Do you not bombard us with your festive songs and holiday movies made with delightfully animated reindeer and elves? Do Jews get to go a-caroling? No, we have one song… about kids gambling. Has Dreidel ever starred in a delightfully animated holiday movie? Has Snoopy, or Barbie, or a single Disney character ever lit a Menorah? Maybe in the privacy of their own homes, but certainly never on camera (it’s in their contracts.) We’re okay with that, because we wrote those contracts. Sure, we take advantage of your sales and vacations. We watch your shows, and sing your catchy songs. We’ll decorate a tree with blue and white twinkle lights, top it with a six pointed star, and call it a Chanukah bush.
Santa, my Roth IRA is down 40%. I deserve a little holiday cheer. You can look me up, I’ve been nice, and I’d like to keep it that way. My daughter wishes to receive the “now truer to life” Baby Alive that not only eats, but poops. She would also like the “now truer to life on the streets” Bratz Doll, which comes complete with Brazilian waxing kit and requisite diaphragm.
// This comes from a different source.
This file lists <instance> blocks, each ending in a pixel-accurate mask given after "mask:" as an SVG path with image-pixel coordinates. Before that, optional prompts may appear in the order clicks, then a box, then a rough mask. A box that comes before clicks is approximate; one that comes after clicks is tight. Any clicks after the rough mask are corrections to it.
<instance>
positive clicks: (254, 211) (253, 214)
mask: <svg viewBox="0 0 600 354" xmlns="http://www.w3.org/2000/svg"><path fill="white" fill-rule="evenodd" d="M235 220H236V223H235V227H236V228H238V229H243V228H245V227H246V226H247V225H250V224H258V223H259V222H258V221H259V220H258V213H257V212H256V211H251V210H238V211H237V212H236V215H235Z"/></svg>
My son “just has to have” the new Guitar Hero “I Choked on My Own Vomit Tour,” a super Bakugan the size of his head, and some alone time with my daughter’s Bratz doll. I will forward you the unabridged version via zip file. I look forward to us all getting along!
Frustrated Jewish Mom
P.S. I feel like maybe we got off on the wrong foot here. I didn’t mean to sound so hostile. Santa, just tell me what a girl’s gotta do to get some Christian love? I can be naughty if necessary. Perhaps a visit to your “south pole” (wink, wink)? Not by me, we Jews don’t really do that after marriage, but I know a girl that I can call.